Backdoor access to Techboard/Syac devices

Authors: Roberto Paleari (@rpaleari), and Luca Giancane

During a security assessment on one of our customers, we had the opportunity to analyze a device by Techboard/Syac, a manufacturer of digital video recorders (DVR) and network cameras. In particular, our analysis focused on a device of the DigiEye product line. The assessment led to the identification of a "backdoor" service, originally introduced by the device manufacturer for testing and support purposes, that could be abused by remote attackers to execute arbitrary commands on the device, with administrative privileges.

Vulnerability overview

Affected devices include a backdoor service listening on TCP port 7339. After a preliminary "authentication" phase, clients can leverage this service to execute arbitrary commands on the underlying Linux system, with root privileges. To the best of our knowledge, end-users are not allowed to disable the backdoor service, nor to control the "authentication" mechanism.
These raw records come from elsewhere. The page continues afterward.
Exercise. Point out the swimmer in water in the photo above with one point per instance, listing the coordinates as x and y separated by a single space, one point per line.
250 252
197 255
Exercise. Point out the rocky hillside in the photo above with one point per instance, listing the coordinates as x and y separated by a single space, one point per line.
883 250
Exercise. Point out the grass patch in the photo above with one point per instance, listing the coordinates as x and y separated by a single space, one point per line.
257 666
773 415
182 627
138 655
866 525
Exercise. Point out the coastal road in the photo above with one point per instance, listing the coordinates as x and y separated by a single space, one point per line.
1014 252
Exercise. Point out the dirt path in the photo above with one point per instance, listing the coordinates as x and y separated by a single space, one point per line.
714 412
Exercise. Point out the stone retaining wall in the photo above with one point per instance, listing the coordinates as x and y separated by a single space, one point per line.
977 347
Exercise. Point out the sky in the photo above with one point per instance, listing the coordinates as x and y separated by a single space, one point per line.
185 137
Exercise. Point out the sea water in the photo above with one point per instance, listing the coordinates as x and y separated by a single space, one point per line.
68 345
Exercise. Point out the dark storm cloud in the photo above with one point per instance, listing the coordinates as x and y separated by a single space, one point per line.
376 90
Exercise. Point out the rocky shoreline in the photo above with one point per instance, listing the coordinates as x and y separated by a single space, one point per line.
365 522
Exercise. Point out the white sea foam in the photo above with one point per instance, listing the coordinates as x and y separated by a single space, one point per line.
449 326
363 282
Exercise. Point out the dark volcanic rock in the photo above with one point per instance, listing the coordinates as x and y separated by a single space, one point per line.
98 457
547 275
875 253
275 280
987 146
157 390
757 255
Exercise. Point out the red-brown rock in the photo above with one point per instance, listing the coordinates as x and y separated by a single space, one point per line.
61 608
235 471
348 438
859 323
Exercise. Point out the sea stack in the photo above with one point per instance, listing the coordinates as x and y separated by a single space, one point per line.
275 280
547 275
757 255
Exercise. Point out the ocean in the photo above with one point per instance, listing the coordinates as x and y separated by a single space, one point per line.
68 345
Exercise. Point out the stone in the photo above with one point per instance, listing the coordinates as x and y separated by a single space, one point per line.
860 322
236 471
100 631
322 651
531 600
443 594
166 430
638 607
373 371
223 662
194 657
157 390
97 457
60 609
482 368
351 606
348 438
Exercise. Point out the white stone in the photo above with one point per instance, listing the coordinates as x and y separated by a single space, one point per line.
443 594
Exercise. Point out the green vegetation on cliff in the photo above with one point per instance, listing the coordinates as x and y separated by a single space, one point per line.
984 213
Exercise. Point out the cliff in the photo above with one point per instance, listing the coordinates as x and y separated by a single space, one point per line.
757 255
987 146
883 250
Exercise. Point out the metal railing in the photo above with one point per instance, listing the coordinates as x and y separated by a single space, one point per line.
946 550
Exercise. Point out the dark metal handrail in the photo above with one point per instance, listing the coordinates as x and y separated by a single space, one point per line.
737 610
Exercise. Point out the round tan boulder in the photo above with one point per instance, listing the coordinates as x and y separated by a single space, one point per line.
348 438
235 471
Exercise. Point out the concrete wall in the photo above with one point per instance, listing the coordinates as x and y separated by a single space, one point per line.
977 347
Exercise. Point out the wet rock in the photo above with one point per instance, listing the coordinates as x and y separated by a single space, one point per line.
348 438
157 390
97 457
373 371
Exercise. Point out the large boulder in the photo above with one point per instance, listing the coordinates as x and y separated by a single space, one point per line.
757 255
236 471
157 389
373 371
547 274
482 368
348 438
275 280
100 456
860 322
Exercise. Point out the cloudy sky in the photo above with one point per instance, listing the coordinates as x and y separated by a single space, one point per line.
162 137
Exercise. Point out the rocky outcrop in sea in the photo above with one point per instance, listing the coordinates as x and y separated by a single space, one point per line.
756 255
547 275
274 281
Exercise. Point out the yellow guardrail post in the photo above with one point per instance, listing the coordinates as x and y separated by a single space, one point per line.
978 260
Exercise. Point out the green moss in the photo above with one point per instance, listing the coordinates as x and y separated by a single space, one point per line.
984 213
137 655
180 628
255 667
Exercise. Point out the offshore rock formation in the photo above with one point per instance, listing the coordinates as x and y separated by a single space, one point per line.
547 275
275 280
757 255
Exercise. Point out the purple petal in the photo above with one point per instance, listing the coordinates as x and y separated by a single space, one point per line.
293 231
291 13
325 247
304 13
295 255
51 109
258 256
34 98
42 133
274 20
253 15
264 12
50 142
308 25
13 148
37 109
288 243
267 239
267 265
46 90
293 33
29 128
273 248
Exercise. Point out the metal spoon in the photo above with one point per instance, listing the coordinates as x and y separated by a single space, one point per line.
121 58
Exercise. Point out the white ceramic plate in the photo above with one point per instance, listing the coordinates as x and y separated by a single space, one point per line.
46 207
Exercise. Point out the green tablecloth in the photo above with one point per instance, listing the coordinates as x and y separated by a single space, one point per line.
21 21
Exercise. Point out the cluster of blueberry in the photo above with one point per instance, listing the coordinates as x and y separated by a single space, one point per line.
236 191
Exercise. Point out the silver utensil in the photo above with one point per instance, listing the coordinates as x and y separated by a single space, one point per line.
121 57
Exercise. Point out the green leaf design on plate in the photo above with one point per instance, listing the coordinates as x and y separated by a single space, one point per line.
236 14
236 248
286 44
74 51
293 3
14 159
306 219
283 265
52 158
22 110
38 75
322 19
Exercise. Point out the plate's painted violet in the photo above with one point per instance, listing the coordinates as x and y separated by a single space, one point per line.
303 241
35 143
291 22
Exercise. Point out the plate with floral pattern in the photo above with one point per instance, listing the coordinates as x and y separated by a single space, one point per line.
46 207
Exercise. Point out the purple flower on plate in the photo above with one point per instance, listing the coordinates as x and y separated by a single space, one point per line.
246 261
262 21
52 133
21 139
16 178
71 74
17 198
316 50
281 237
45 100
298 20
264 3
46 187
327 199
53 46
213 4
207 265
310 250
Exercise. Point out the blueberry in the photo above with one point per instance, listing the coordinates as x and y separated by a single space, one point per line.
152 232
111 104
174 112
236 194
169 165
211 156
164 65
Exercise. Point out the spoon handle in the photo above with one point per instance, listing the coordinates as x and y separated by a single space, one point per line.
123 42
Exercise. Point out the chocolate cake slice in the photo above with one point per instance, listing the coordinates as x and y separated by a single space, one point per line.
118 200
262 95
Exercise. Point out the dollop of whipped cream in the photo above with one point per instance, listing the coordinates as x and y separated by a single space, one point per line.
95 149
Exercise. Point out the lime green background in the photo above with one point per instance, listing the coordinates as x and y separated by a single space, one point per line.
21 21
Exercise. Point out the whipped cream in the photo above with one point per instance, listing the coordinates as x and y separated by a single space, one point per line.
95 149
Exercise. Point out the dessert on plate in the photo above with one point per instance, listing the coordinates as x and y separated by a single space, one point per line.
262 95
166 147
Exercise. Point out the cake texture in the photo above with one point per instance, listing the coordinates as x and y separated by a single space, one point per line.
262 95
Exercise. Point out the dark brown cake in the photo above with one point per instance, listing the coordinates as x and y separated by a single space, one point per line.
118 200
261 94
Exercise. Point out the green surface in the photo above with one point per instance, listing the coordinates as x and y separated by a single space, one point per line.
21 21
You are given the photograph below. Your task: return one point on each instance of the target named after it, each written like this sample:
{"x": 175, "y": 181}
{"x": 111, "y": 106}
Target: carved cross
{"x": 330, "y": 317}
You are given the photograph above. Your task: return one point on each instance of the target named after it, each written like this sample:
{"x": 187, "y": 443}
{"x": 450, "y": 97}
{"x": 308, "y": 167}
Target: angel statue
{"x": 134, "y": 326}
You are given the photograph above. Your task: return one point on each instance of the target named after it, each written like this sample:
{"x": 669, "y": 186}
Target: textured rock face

Vulnerable devices are still widely deployed on the Internet, thus we won't release the full details on the backdoor communication protocol. Instead, we just document in a following paragraph the initial "protocol handshake", in order to allow Techboard/Syac customers to identify vulnerable devices on their networks.

As a "proof-of-concept", the following figure shows the Python script we developed to complete the challenge-response authentication with the device and submit the commands to be executed (obviously, source and destination IP addresses have been obscured). As can be seed from the figure, the name of the process associated with port tcp/7339 is "backd", possibly a shorthand for "backdoor" (see the red box).

"Proof-of-concept" of the RCE backdoor on a Syac DigiEye device

A glimpse at the "authentication" protocol

Strictly speaking, the protocol handshake works as follows:
  1. The client connects to port tcp/7339 of the vulnerable device and sends the string "KNOCK-KNOCK-ANYONETHERE?", terminated with a NULL byte.
  2. The server replies with a 12-byte response. First 8 bytes are a timestamp, while last 4 bytes are a "magic number" equal to 0x000aae60.
  3. Follows a challenge-response procedure that uses the timestamp provided by the server at step 2. Details of this step won't be disclosed.
After authentication has been completed, the client can send arbitrary commands which are immediately executed by the device with administrative privileges.

To allow customers to identify vulnerable devices on their network, we provide a Nmap NSE script, available for download here. Usage is very simple, as shown in the following screenshot.

Nmap NSE script to detect vulnerable devices (target IP as been obscured)


We contacted Techboard/Syac about this vulnerability on April 2nd, 2014 and provided them with the technical details of the issue we found. The device vendor promptly replied back to our e-mails and, on April 9th, they confirmed a patched firmware version was going to be released to their customers. At the time of writing, the patched firmware has not been checked by Emaze.